Alle Ezelsbruggetjes
Maak je moeilijke lesstof onvergetelijk met een ezelsbruggetje. Zoek ezelsbruggetjes per vak, of leer anderen leren met jouw ezelsbruggetjes.
Het verschil tussen Accusativus en Dativus
ACC = LV, DAT = MV
A lle: L euke V rienden
D oen: M ee V andaag
Nescire
Nescire = niet weten
Wanneer je Nescafé voor het eerst ziet, weet je niet wat erin zit
Vetare
Vetare = verbieden
Wanneer je vetarme dingen eet, verbied je jezelf om vet te eten
Miles, milites
Miles, milites = soldaat. Miles, milites lijkt op militair.

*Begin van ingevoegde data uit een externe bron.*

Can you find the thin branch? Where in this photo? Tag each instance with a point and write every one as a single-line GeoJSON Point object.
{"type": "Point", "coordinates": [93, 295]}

Een militair is een soldaat
Voorzetsels ablativus
Pro e(x) A(b) Sine in de sub cum
ezelsbrug: Proef appelsienen in de soepkom
Ducit
Ducit = leiden, brengen.
Als je iemand naar zijn plaats brengt zeg je in het Engels “Do sit” (Ga zitten)
volgorde naamvallen
N ooit (nominativus)
G een (genitivus)
D ertig (genitivus)
A chten (accusativus)
A chter elkaar (ablativus)
De Latijnse naamvallen
Om deze te onthouden, kun je denken aan de zin
Niet Vechten Als Gemene Domme Apen
N ominativus
V ocativus
A ccusativus
G enitivus
D ativus
A blativus
Volgorde naamvallen
Nooit geld doneren aan armen.
Klinkt misschien een beetje erg maar werkt wel.
Nominativus
Genitivus
Dativus
Accusativus
Ablativus
Properare
Properare = zich haasten
Als een poetsvrouw het huis proper maakt, doet ze dat haastig
Het verschil tussen ubi en ibi
Om het verschil tussen ubi en ibi te onthouden, kun je denken aan U Weet een I Dee
U bi = W aar
I bi = D aar
Je kunt ook denken aan Waar? Daar!
In het Latijn wordt dat
Ubi? Ibi!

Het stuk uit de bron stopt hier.